How to Recover Data from your hard drive?

How to Recover Data

How to Recover Data hard drive

Recovering data from your hard drive requires strategic steps. When facing software data loss, avoid using the drive immediately to prevent data overwrite. Shutdown the connected machine, make a clone of the drive, and attempt recovery from it. Understand the components, such as PCB, platters, and firmware, for tackling common failures. For more serious issues like clicking noises or beeping sounds, consult a data recovery professional.

How to Recover Data from your hard drive

How to Recover Data from your hard drive

It has happened to me a few times, and I am pretty sure it happens to others too. Just imagine: you’re busy working on your computer, need to access documents saved on your external hard drive, connect it, get ready to find your data, and… nothing happens. Your hard drive isn’t working. Uh-oh. Before you panic, there are several things you can try on your own before calling in the pros. I strongly advise that when you encounter any problems like this with computers, just slow down and do not panic. Here at PC Plus Computing, we can help you fix these errors and provide you with tips.

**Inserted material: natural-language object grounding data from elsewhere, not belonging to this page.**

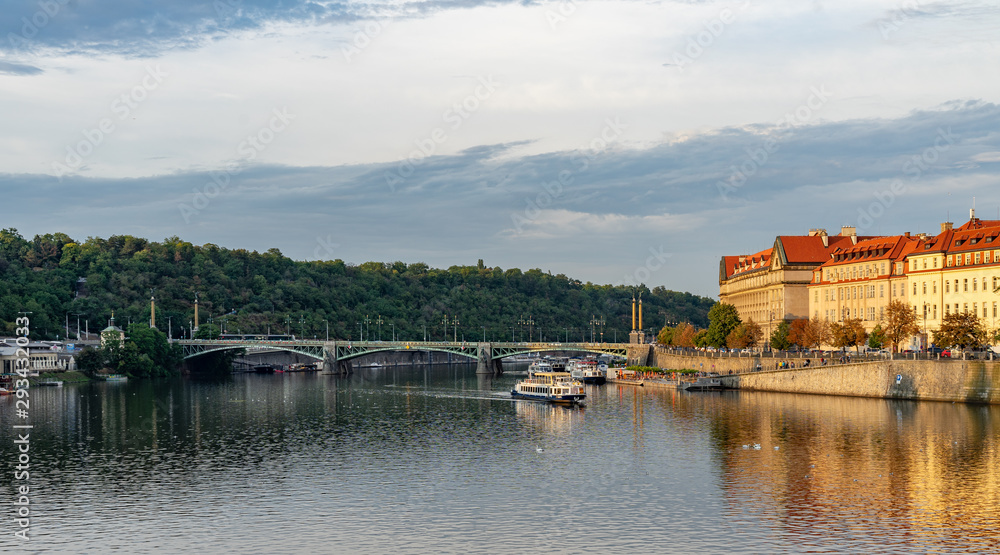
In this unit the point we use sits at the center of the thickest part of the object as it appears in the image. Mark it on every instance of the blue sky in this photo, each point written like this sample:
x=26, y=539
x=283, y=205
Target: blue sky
x=610, y=141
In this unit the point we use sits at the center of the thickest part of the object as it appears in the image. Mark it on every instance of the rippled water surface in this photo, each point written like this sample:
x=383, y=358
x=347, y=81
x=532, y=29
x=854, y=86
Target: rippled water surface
x=419, y=460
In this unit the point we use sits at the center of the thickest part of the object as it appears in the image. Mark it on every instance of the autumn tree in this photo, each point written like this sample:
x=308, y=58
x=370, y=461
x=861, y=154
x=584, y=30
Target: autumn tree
x=683, y=335
x=738, y=338
x=779, y=337
x=960, y=329
x=754, y=333
x=900, y=323
x=723, y=318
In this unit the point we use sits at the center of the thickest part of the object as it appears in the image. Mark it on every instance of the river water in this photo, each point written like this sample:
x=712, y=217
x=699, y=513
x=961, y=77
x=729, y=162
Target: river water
x=431, y=460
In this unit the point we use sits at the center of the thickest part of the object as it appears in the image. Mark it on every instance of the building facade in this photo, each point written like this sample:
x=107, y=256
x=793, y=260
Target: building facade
x=845, y=276
x=771, y=286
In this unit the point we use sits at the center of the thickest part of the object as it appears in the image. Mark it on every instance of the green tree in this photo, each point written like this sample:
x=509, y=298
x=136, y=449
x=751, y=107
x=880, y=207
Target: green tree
x=960, y=329
x=723, y=318
x=665, y=335
x=779, y=337
x=900, y=323
x=876, y=338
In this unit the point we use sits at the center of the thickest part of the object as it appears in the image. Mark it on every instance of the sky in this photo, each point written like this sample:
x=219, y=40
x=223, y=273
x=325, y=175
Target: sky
x=615, y=142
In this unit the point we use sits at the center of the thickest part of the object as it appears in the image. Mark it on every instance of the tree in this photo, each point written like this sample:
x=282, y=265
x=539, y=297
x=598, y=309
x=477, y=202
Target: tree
x=683, y=335
x=723, y=318
x=960, y=329
x=754, y=333
x=779, y=337
x=665, y=335
x=738, y=338
x=877, y=337
x=900, y=323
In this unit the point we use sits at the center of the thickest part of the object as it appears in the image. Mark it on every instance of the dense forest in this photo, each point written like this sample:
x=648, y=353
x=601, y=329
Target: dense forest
x=56, y=278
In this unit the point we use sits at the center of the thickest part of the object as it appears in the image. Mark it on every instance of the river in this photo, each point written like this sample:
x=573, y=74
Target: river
x=437, y=459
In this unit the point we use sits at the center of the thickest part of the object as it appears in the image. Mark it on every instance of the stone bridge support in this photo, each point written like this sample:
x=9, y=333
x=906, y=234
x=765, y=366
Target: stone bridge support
x=330, y=363
x=486, y=364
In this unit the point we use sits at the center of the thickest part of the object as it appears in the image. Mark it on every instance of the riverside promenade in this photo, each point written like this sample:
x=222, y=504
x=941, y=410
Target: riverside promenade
x=966, y=381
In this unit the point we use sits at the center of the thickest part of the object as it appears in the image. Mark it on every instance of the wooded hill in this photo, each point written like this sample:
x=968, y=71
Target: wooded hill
x=53, y=276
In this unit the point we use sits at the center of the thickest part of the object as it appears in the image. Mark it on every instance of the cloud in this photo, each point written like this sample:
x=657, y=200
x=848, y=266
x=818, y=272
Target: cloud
x=150, y=28
x=10, y=68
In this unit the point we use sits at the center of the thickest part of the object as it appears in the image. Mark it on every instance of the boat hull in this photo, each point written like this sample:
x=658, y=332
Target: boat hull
x=561, y=399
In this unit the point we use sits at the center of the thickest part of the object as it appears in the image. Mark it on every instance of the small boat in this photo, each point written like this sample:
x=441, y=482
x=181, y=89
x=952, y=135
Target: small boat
x=555, y=387
x=702, y=384
x=588, y=371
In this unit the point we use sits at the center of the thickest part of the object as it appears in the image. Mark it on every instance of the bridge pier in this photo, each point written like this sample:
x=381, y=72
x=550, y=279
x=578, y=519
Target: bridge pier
x=485, y=363
x=330, y=363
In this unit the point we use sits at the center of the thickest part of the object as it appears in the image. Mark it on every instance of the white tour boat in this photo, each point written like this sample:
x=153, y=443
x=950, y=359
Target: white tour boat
x=557, y=387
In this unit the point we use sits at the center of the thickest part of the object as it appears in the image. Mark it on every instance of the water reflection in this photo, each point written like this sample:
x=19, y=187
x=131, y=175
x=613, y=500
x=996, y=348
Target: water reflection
x=400, y=459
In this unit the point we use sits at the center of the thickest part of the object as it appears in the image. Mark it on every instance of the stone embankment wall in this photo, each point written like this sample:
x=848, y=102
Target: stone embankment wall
x=963, y=381
x=968, y=381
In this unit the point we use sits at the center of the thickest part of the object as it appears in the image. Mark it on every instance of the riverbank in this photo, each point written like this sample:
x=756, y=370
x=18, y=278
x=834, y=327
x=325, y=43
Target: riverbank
x=965, y=381
x=65, y=377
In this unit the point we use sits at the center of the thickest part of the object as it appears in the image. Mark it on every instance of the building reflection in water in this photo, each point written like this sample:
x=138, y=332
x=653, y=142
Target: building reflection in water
x=846, y=467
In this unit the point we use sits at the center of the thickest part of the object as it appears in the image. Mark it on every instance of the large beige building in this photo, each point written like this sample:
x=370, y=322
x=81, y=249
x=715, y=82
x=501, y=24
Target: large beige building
x=846, y=276
x=771, y=286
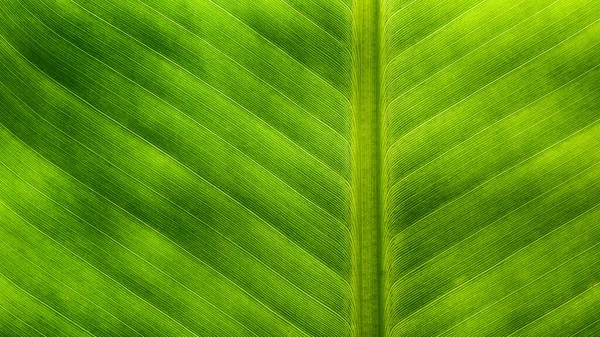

Data loss can be due to a number of factors, but two are the most common. The first is software-related: accidentally deleting an important folder, emptying the recycle bin, or formatting the wrong drive by mistake. The second, and probably the most common cause of data loss, is a fault with the hard drive itself. Given the complexity of modern drives, it’s no wonder that somewhere along the line, something will go wrong. When the drive suffers from some form of failure, there is often little that you can do yourself to get the data back—professional data recovery services are usually required. However, there are certain failures that you can attempt to resolve yourself.


How to Recover Data from your hard drive?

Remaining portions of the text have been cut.